Uma questão de maior importância industrial é que os livros de papel fazem parte de uma cadeia de produção estabelecida desde a Idade Média por Gutenberg, que além de empregar matéria-prima de fontes renováveis e autossustentadas, empregam milhões de pessoas no mundo todo; não sendo o caso dos materiais utilizados nos e-books, pois são de plástico. Acabar com as indústrias de papel implicaria em deixar sem emprego milhões de pessoas, fato impensável na situação em que se encontra o mundo atualmente.
Além do mais, a exposição excessiva do homem às interfaces eletrônicas, como, por exemplo, à tela de um notebook ou tablet, pode levar a desconfortos físicos ainda não estudados satisfatoriamente para comprovar se há ou não efeitos colaterais negativos. Não sabemos ainda o que pode acontecer a alguém que passe o dia em frente a um computador, por conveniência profissional, e venha a fazer a sua leitura preferida em um e-book, expondo-se novamente aos efeitos de um monitor. O livro de papel até hoje só provou que é um grande relaxante muscular, pois pode levar o sujeito da leitura ao sono profundo e revigorante.

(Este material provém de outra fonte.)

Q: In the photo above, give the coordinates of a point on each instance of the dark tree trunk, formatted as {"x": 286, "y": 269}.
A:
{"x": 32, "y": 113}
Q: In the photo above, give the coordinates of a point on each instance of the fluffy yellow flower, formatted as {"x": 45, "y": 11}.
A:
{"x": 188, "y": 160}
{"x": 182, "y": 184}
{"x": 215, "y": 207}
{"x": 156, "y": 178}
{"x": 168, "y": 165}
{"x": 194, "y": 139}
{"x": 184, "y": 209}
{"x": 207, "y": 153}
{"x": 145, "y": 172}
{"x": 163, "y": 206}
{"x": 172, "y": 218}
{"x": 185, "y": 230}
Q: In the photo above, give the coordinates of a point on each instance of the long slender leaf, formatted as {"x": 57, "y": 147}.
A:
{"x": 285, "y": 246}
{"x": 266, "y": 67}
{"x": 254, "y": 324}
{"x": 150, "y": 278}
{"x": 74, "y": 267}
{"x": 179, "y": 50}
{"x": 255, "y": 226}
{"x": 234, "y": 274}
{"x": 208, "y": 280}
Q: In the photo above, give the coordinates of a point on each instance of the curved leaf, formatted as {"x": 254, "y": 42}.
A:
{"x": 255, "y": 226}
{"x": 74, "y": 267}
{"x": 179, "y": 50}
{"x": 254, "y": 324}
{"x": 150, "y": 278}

Sem perceber, o nosso expositor, está vendendo computadores e outras interfaces eletrônicas, necessárias para rodar um e-book, sem ganhar nenhuma comissão das grandes indústrias produtoras desses equipamentos. O e-book, neste caso, é somente um artefato do intrincado e concorrido mercado de componentes eletrônicos. Não tenhamos ilusões, os livros de papel continuarão existindo, mesmo com os livros virtuais entrando no mercado. O avanço da tecnologia pode até produzir artefatos seguros para serem empregados na leitura de e-books, mas sua duração será efêmera diante da sobreposição de novas tecnologias que buscam sempre a inovação e substituição de modelos antigos na sua natural tecnofagia.
Como aconteceu com a biblioteca de Alexandria, temo na possibilidade de todo e qualquer conhecimento depositado sob a forma de e-book ser destruído por catástrofes ou guerras, deixando a humanidade sem um exemplar sequer de uma obra-prima para contar o que foi um livro, de fato.